MENU

De klimaattop hoeft niet elk jaar

Tijd om de balans op te maken over de klimaattop. Niet over Sharm-el-Sheikh als zodanig, maar over dat hele circuit van massale internationale vergaderingen met hun reis- en verblijfkosten, consultants, ambtenaren en servers. Een kosten-batenanalyse is natuurlijk onzin, want internationale goodwill voor een gemeenschappelijk doel is niet in geld uit te drukken. Hier en daargaan stemmen op om een herziening van dit circuit van ieder jaar een COP, een Conference of the Parties , letterlijk het bijeenkomen van de landen die het akkoord hebben geratificeerd (in dit geval het Klimaatverdrag).

Op het eerste gezicht lijkt er weinig ruimte voor verandering. Er zit zoveel aan dit akkoord vast: een waslijst van subsidiary bodies , werkgroepen en ad-hocgroepen die allemaal een onderdeeltje van de onderhandelingen tot hun domein rekenen waarvan de uitkomsten worden uitgewerkt tot iets dat naar de echte top kan. Alles is jaren van tevoren gepland. Maar die rigiditeit valt in de categorie ‘zelf aangedaan leed’. COPs zijn veel drukker dan vroeger. Het oorspronkelijke klimaatakkoord, de United Nations Framework Convention on Climate Change, dateert van 1992. De voorbereidingen daarvoor duurden vijftien maanden. Pas na drie jaar was de eerste COP, in Berlijn.
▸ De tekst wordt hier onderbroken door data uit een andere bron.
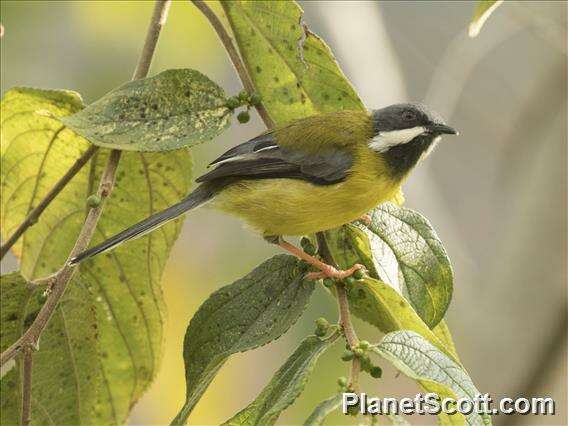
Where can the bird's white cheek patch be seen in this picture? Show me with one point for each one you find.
(386, 140)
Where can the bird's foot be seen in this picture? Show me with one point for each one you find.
(329, 271)
(326, 271)
(366, 219)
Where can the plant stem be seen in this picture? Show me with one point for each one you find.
(35, 213)
(344, 313)
(63, 277)
(27, 386)
(234, 55)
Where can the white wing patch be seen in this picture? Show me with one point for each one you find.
(386, 140)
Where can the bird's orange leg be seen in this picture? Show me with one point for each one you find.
(326, 270)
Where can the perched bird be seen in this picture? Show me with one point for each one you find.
(310, 175)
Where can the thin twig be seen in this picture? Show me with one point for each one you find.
(344, 313)
(36, 212)
(27, 386)
(31, 336)
(234, 55)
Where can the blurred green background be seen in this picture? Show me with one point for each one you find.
(497, 196)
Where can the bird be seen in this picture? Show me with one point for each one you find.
(310, 175)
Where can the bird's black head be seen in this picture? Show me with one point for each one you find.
(405, 133)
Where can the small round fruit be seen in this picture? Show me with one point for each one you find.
(255, 99)
(310, 249)
(243, 95)
(320, 332)
(243, 117)
(376, 372)
(359, 274)
(322, 323)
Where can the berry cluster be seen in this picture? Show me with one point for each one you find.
(243, 98)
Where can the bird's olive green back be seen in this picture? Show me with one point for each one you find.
(336, 129)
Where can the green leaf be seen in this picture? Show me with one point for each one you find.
(380, 305)
(293, 69)
(286, 385)
(124, 283)
(324, 409)
(417, 358)
(483, 10)
(36, 150)
(174, 109)
(251, 312)
(442, 332)
(64, 379)
(400, 248)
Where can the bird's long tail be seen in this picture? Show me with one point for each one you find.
(199, 196)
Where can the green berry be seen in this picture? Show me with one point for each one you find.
(376, 372)
(243, 96)
(243, 117)
(358, 352)
(255, 99)
(358, 274)
(353, 410)
(93, 201)
(328, 282)
(310, 249)
(40, 297)
(320, 332)
(233, 102)
(322, 323)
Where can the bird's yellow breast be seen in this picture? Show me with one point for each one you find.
(296, 207)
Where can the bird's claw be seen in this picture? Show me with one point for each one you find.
(366, 219)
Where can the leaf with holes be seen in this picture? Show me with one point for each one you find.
(65, 382)
(483, 11)
(248, 313)
(174, 109)
(417, 358)
(286, 385)
(124, 283)
(293, 69)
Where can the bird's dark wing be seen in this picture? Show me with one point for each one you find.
(263, 158)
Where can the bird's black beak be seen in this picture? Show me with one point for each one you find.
(442, 129)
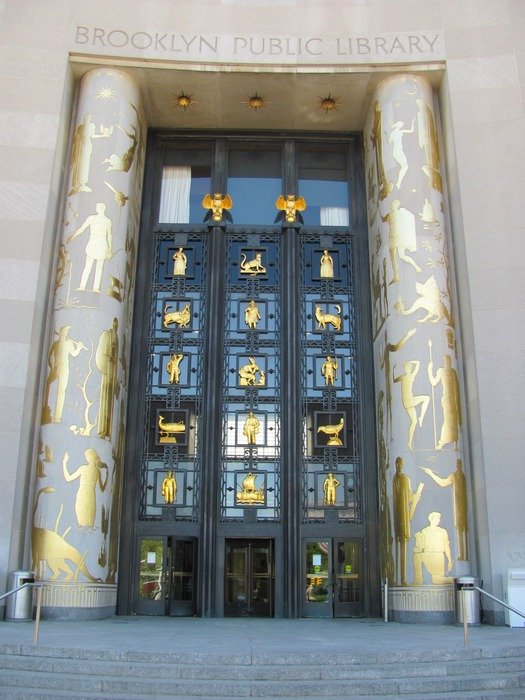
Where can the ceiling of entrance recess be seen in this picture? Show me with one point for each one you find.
(292, 100)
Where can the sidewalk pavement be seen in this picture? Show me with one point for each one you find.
(246, 637)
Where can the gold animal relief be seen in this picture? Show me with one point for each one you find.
(181, 317)
(252, 267)
(249, 493)
(169, 430)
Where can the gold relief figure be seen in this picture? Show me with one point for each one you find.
(289, 206)
(98, 248)
(249, 493)
(431, 548)
(173, 367)
(168, 431)
(48, 547)
(89, 475)
(180, 262)
(124, 162)
(82, 151)
(427, 215)
(252, 267)
(428, 141)
(402, 237)
(396, 139)
(384, 361)
(385, 187)
(216, 205)
(58, 362)
(459, 489)
(169, 488)
(330, 490)
(324, 319)
(115, 288)
(326, 266)
(448, 378)
(332, 431)
(386, 539)
(107, 361)
(404, 502)
(252, 315)
(411, 402)
(181, 317)
(248, 374)
(429, 300)
(251, 428)
(329, 370)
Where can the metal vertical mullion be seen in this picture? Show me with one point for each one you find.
(212, 408)
(291, 501)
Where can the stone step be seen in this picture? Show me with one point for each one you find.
(260, 672)
(146, 686)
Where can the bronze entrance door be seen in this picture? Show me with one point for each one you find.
(166, 576)
(333, 578)
(249, 580)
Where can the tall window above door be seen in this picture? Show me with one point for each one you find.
(186, 179)
(323, 182)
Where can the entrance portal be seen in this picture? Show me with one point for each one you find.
(333, 578)
(249, 585)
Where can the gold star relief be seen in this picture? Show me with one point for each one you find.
(329, 103)
(255, 102)
(184, 101)
(105, 94)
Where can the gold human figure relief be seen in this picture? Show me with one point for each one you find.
(249, 493)
(58, 362)
(396, 139)
(458, 482)
(216, 204)
(124, 162)
(411, 402)
(384, 361)
(252, 267)
(289, 206)
(252, 315)
(251, 428)
(82, 152)
(431, 548)
(98, 248)
(248, 374)
(180, 317)
(48, 547)
(404, 502)
(115, 288)
(428, 215)
(402, 237)
(45, 456)
(180, 262)
(324, 319)
(330, 490)
(169, 431)
(106, 359)
(173, 367)
(430, 300)
(326, 266)
(428, 141)
(385, 187)
(450, 402)
(169, 488)
(89, 475)
(332, 431)
(329, 370)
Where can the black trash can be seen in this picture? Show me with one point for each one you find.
(466, 594)
(19, 605)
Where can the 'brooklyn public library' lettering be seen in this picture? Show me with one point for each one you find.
(229, 47)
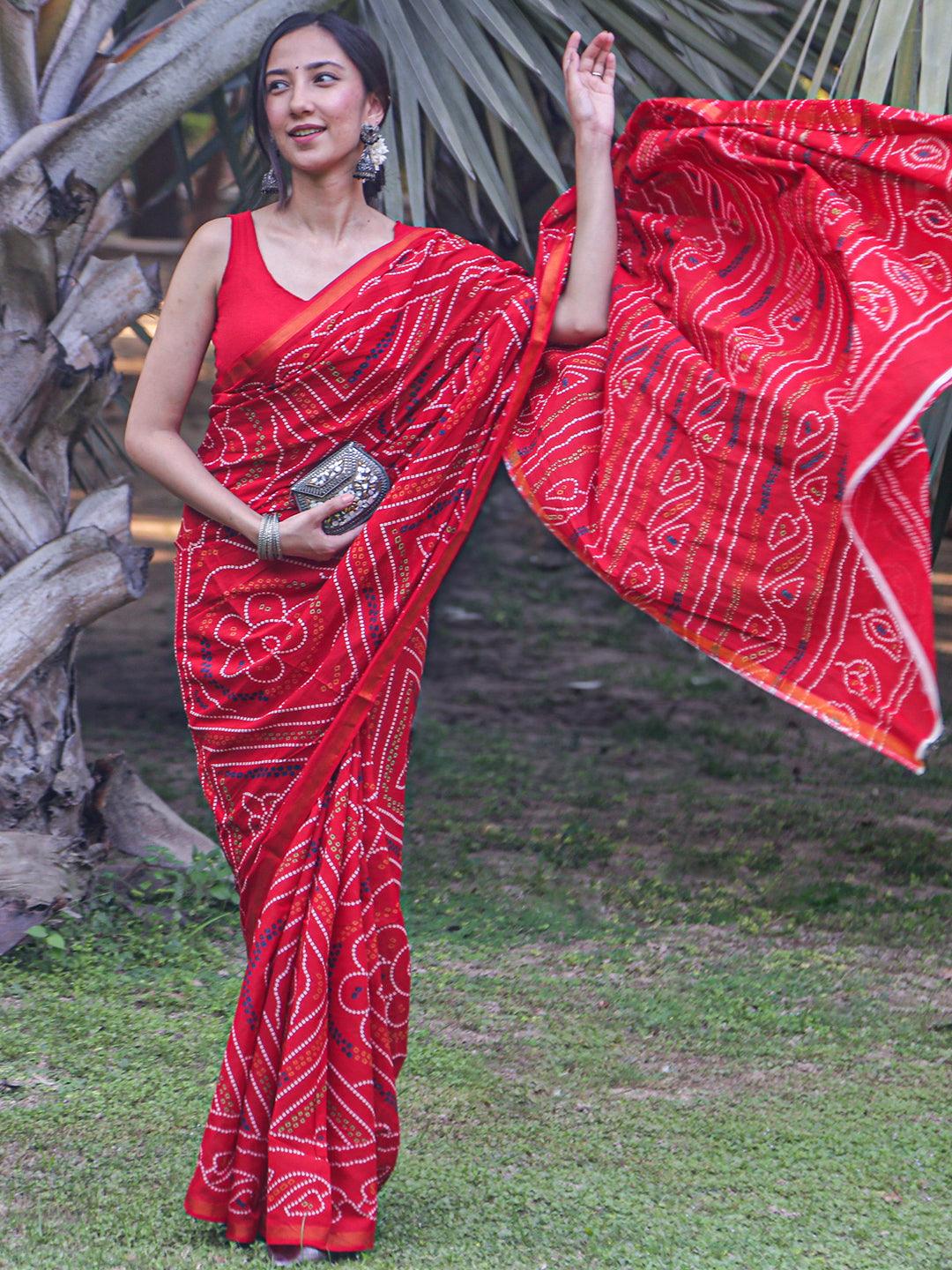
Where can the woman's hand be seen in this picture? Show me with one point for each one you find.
(589, 84)
(302, 534)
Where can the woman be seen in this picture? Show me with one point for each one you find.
(691, 392)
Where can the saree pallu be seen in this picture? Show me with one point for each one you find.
(739, 456)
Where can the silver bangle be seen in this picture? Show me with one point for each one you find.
(270, 536)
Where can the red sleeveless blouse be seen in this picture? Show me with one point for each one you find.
(251, 305)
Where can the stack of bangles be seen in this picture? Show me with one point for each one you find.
(270, 536)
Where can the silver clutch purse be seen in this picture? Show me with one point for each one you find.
(348, 467)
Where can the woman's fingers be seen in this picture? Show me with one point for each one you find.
(596, 58)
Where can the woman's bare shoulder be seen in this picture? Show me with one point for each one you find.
(207, 251)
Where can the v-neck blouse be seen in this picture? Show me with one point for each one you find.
(250, 303)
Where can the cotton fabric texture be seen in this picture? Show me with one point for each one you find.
(739, 456)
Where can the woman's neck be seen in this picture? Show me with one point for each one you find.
(329, 206)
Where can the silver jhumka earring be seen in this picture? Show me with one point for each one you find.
(375, 152)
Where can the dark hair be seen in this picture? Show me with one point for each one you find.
(363, 52)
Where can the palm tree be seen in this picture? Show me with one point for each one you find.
(89, 86)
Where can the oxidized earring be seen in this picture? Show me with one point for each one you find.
(375, 152)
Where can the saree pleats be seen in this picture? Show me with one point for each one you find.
(303, 1124)
(739, 456)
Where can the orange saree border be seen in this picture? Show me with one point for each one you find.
(328, 296)
(319, 767)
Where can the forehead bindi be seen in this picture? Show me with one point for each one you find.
(306, 49)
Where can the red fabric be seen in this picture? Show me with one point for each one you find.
(778, 265)
(251, 305)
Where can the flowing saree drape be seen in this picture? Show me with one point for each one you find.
(739, 456)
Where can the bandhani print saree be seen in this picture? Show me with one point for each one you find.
(739, 456)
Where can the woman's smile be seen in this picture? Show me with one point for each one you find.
(305, 132)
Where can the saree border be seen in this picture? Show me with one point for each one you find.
(322, 764)
(328, 296)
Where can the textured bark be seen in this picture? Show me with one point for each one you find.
(60, 588)
(138, 822)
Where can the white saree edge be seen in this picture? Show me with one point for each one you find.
(919, 655)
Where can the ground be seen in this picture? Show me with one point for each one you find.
(681, 982)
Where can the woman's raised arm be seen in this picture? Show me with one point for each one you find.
(582, 312)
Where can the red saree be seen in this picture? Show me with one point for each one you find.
(739, 456)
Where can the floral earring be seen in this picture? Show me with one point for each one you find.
(375, 152)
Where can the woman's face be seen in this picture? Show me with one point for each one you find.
(315, 101)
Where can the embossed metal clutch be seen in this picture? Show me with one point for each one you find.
(348, 467)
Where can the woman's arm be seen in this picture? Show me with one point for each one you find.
(582, 311)
(169, 374)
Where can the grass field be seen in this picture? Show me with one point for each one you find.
(681, 984)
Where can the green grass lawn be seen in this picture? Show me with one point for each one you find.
(585, 1086)
(681, 983)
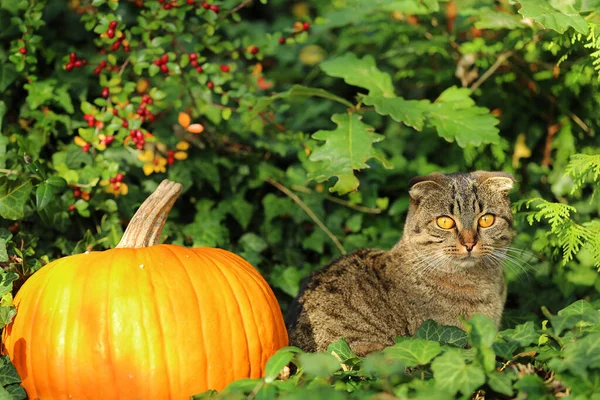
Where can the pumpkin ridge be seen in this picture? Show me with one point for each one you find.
(163, 353)
(238, 308)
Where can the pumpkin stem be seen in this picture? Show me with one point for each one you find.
(146, 225)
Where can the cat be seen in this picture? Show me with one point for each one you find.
(447, 265)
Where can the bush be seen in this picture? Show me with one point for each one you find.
(294, 128)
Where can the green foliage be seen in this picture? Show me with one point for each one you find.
(412, 87)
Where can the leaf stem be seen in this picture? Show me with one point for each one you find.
(310, 213)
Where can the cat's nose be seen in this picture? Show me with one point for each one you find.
(469, 246)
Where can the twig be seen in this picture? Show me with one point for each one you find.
(237, 8)
(345, 203)
(499, 61)
(307, 210)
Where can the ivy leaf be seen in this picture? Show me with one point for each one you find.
(414, 351)
(360, 72)
(451, 373)
(409, 112)
(451, 335)
(346, 149)
(456, 118)
(552, 18)
(278, 361)
(13, 196)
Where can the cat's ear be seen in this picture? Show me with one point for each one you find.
(422, 186)
(499, 181)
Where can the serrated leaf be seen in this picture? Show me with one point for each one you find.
(456, 118)
(409, 112)
(552, 18)
(414, 351)
(342, 350)
(43, 195)
(318, 364)
(13, 196)
(279, 360)
(360, 72)
(305, 91)
(452, 374)
(347, 148)
(451, 335)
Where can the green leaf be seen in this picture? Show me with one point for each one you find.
(579, 314)
(342, 350)
(13, 196)
(552, 18)
(347, 148)
(414, 351)
(409, 112)
(451, 373)
(455, 118)
(360, 72)
(524, 334)
(318, 364)
(279, 360)
(500, 383)
(305, 91)
(451, 335)
(43, 195)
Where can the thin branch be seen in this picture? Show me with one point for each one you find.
(308, 211)
(499, 61)
(337, 200)
(237, 8)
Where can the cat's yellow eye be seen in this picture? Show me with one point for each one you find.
(487, 220)
(445, 222)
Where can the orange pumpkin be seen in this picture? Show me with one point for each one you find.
(143, 321)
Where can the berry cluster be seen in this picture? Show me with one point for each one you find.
(162, 63)
(299, 27)
(74, 62)
(212, 7)
(138, 138)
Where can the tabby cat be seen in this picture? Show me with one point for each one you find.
(447, 265)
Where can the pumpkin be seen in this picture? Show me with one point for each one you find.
(143, 321)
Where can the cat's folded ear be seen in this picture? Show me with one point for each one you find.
(500, 181)
(421, 186)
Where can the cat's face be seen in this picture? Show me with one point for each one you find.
(459, 220)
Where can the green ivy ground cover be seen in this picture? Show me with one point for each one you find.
(312, 116)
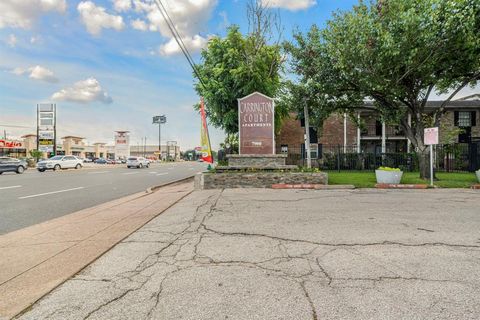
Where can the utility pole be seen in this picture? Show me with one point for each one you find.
(307, 135)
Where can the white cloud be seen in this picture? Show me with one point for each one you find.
(122, 5)
(23, 13)
(190, 18)
(193, 44)
(84, 91)
(139, 24)
(292, 5)
(37, 73)
(12, 40)
(95, 18)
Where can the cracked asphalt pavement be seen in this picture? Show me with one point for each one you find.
(288, 254)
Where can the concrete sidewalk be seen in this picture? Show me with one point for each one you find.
(288, 254)
(36, 259)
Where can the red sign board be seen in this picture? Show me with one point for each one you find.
(256, 116)
(430, 136)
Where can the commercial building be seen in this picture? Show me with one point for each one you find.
(76, 145)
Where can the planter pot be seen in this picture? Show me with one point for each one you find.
(390, 177)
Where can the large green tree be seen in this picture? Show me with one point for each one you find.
(394, 53)
(238, 65)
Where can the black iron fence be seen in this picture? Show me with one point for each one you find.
(447, 158)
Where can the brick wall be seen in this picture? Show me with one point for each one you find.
(332, 132)
(291, 132)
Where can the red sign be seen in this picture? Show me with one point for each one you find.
(256, 116)
(430, 136)
(10, 144)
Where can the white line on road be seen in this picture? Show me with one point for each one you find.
(47, 193)
(98, 172)
(12, 187)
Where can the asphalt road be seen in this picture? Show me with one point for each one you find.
(35, 197)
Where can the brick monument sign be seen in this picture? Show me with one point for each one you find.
(256, 124)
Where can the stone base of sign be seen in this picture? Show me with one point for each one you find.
(252, 168)
(257, 160)
(261, 179)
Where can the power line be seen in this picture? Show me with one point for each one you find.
(178, 38)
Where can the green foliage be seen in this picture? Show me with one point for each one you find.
(394, 53)
(234, 67)
(389, 169)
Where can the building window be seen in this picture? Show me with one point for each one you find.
(464, 119)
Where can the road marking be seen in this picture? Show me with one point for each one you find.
(98, 172)
(47, 193)
(12, 187)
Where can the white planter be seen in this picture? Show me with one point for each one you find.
(390, 177)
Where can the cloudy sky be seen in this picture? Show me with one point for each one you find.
(112, 64)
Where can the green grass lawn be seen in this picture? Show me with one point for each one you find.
(366, 179)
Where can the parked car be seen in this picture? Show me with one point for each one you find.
(137, 162)
(59, 162)
(101, 161)
(8, 164)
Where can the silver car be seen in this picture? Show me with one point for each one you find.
(137, 162)
(59, 162)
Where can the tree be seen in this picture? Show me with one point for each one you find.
(394, 53)
(237, 65)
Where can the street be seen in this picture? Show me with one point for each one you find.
(34, 197)
(288, 254)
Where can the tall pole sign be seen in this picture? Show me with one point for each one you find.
(256, 122)
(47, 128)
(430, 138)
(160, 120)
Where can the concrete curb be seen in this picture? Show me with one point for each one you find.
(400, 186)
(155, 188)
(312, 186)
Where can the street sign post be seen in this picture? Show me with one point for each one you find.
(430, 137)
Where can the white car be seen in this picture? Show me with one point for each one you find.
(137, 162)
(59, 162)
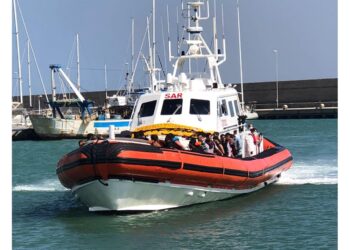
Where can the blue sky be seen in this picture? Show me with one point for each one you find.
(303, 32)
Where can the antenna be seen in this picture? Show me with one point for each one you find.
(78, 64)
(29, 76)
(215, 32)
(154, 34)
(169, 41)
(240, 53)
(132, 45)
(164, 50)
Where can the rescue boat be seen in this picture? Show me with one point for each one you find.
(129, 174)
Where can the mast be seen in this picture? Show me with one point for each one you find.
(29, 75)
(53, 84)
(106, 79)
(20, 80)
(240, 53)
(78, 63)
(154, 35)
(130, 77)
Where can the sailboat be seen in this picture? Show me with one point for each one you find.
(59, 125)
(134, 174)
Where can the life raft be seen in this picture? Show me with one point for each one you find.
(136, 160)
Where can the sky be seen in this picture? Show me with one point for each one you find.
(303, 32)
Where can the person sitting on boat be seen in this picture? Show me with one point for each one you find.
(204, 145)
(214, 144)
(172, 141)
(238, 144)
(219, 149)
(229, 145)
(82, 142)
(140, 135)
(256, 138)
(155, 141)
(195, 146)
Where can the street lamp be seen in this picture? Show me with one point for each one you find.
(276, 61)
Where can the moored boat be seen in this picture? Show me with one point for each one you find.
(131, 175)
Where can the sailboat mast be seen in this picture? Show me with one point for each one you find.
(78, 63)
(154, 35)
(106, 79)
(240, 53)
(29, 75)
(20, 80)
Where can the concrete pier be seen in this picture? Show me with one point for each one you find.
(315, 98)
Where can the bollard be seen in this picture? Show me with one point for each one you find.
(111, 132)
Juist nu, direct na COP27, moeten initiatieven komen om de focus weer te leggen op concrete uitvoering. Een: temper de verwachtingen door de frequentie van de vergaderingen aan te passen. Ongeduld van jongeren en ngo’s is begrijpelijk, maar ontkent de inherente complexiteit van onderhandelingen. Roepen dat alles urgent is, brengt niemand verder. Je kunt geen dramatisch nieuwe resultaten verwachten als je elk jaar bij elkaar komt. Die twaalf maanden zijn zo voorbij en meestal valt er te weinig te rapporteren. Dat voedt het ongenoegen en daarmee het risico op polarisatie. Breng de frequentie terug tot eens in de twee jaar of nog minder vaak.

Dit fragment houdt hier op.